While lying on the enriched continent of Africa, Equatorial Guinea has proved to be entrenched in ancient rituals and songs. This is especially true for the Fang, a people whose territories begin at the southern edge of Cameroon south of Kribi, Djoum, and  in the South Province and continue south across the border, including all of Río Muni in Equatorial Guinea, and from there south into Gabon and Congo. The capital island of Bioko has largely been influenced by Spanish customs and traditions during the colonial period, when education and health services were developed in the country.

Traditions
Many Bubi farmers still hold to their ancient customs. One of the country's most famous celebrations is the abira, which is believed to cleanse the community of evil.  The balélé dance is performed along the coast throughout the year and on Bioko around Christmas.

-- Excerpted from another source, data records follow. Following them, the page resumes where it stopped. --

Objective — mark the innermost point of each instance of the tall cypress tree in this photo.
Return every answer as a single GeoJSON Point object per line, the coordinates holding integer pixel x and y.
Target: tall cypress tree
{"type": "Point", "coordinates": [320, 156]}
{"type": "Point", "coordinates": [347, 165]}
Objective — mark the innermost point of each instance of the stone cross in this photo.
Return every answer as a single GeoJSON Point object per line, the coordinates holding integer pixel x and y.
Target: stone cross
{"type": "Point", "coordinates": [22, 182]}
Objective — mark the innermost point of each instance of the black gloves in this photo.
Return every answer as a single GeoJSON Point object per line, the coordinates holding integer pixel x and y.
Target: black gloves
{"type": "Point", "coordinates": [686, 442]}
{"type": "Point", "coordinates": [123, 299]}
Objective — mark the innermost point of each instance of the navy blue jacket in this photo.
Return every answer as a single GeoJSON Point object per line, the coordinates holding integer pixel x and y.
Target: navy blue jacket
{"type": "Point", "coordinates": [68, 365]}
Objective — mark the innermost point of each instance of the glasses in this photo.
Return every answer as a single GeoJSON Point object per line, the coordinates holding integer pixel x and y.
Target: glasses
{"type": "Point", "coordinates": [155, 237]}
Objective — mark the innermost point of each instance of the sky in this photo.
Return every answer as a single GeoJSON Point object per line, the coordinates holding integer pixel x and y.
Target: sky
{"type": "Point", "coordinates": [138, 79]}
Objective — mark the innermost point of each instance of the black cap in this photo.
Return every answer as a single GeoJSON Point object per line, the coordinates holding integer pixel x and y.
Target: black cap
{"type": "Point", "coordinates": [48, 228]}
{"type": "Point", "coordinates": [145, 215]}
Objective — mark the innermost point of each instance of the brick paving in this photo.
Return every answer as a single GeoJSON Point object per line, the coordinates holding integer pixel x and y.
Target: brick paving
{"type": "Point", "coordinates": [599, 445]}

Religion, race, and language
Most people in the country are nominally Christian, but practice a combination of Roman Catholicism and traditional pagan customs.

Spanish, French, and Portuguese are the official languages of the country.

Despite a veneer of Spanish culture and of Roman Catholic religion that is thicker in Bioko than on the mainland, Equatorial Guineans live largely according to ancient customs, which have undergone a revival since independence. Among the Fang of the mainland, witchcraft, traditional music (in which the Fang harp, the xylophone, the great drums, and the wooden trumpet are used), and storytelling survive. Spanish aid is much oriented to educational and health services. Among the Bubi farmers of Bioko, some ancient customs are still followed.

Music

The Fang is known for the mvet, an instrument that looks like a cross between a zither and a harp, and can have up to fifteen strings. The semi-spherical part of this instrument is made of bamboo, and the strings are attached to the center by fibers. Music for the mvet is written in the form of musical notation that can only be learned by the initiates of the bebom-mvet society. Music is typically call and response with a chorus and drums alternating.

Musicians like Eyi Muan Ndong have helped to popularize folk styles.

Cinema
Juan Pablo Ebang Esono is one of the top filmmakers in the country. In 2010, Esono directed Teresa, the first medium-length film to be produced in Equatorial Guinea.